Rationale

The ROV construction must have the capabilities of a standard ROV that allow the overall system to pick-up, move, and place stationed rings on an underwater tower. In this case, the mechanical arm of the ROV must provide the proper capabilities to pick-up and move the plastic rings without dropping the rings or inaccurately placing the rings. To achieve this goal, the design of the ROV’s mechanical arm must be maneuverable, functional, and efficient.  Achievement of this includes the proper construction and attachment of the parts of the mechanical arm to each joint and the ROV itself.

The first alternate solution consists of a very compact design. This design has many advantages due to its ease of move and close joints. This design is made of PVC and metal joints. The material make-up of this design does not give this solution a good rating due to the fact that it affects the buoyancy of the ROV. The largest problem with the first alternate solution lies in the length of the mechanical arm design. The length of the mechanical arm in this design does not give a long reach to the plastic rings placed on the underwater tower causing the efficiency and effectiveness to decrease in rating.

The second alternate solution designed consists of a PVC make-up, a three pronged claw, and two main joints. However, using the second alternate solution reduces the capabilities of the ROV. Using this solution allows the ROV to have more range, better efficiency, and more effective and accurate attachments to the plastic rings.
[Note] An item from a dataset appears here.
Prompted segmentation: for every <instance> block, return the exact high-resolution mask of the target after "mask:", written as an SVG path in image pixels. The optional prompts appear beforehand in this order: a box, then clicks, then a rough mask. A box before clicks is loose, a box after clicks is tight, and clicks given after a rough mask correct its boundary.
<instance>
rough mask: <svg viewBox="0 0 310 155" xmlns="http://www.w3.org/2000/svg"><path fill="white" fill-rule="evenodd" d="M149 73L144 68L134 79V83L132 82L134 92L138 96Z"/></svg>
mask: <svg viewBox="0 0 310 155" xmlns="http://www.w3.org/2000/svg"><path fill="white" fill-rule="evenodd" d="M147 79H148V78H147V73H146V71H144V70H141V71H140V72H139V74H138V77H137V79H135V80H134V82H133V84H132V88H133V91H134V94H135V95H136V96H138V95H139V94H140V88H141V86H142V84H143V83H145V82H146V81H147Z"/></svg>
This alternate solution causes uneven buoyancy throughout the ROV due to the PVC make-up.

The third alternate solution gives more responsibility to the ROV driver. This design does not have a joint that allows the arm to move in the left and right motion. This reduces the functionality and efficiency of the ROV. The third alternate solution lacks in length which causes similar problems to the first alternate solution. This alternate solution is made up of a metal make-up. This causes an extremely uneven weight distribution throughout the ROV by placing more than half of the weight on the hull.
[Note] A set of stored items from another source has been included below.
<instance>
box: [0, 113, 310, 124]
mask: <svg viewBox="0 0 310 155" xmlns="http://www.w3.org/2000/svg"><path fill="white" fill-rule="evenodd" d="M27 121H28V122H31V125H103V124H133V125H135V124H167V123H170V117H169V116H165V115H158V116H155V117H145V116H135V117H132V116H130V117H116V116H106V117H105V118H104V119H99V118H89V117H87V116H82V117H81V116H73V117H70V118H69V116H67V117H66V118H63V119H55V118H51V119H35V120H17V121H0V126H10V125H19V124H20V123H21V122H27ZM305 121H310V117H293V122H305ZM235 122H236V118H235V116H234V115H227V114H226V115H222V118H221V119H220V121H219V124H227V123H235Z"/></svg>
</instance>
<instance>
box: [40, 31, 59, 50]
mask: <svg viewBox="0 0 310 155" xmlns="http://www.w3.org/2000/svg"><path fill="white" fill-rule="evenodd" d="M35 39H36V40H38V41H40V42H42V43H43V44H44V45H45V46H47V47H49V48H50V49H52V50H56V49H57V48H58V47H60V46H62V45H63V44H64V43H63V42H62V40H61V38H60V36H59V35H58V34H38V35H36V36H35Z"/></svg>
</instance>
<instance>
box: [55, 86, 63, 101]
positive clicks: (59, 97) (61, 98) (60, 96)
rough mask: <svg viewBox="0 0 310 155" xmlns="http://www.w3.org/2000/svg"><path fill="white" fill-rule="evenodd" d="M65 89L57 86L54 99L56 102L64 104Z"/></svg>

The fourth alternate solution takes a different approach on the third alternate solution. Material make-up remains consistent between the third and fourth alternate solutions. The extended length of the fourth alternate solutions in conjunction with the metal make-up of the mechanical arm causes an even larger uneven weight distribution which reduces the capabilities of the ROV. However, the length of the fourth alternate solution extends the reach of the ROV. The lack of a joint giving the mechanical arm a left and right motion decreases the ability of the mechanical arm to pick-up and place the plastic rings efficiently.

The fifth alternate solution consists of a PVC make-up with metal joints and a metal two-pronged claw. The PVC in this design incorporates holes in the design to allow water to flow through the mechanical arm. This allows the mechanical arm to keep more of a buoyant state due to the fact the PVC with holes allows water to enter and releases air. The fifth mechanical arm design includes only one joint that moves the mechanical arm in a left and right motion. The two-pronged claw at a ninety degree angle allows for the ROV to move up to the plastic ring tower and place the claw around one part of the ring without knocking the ring off of the ring stand. This design also has a two foot length which allows the mechanical arm to reach out at a distance and allows the mechanical arm to be functional and efficient.

 



The chart above rates five viable solutions for mechanical arm alternate solutions. The scale used for each category is on a scale from 1-5 where five is the highest and one is the lowest. Each solution was scored off of specification generated in the design process. Solution five fits the design the best due to the design’s rating in all specifications.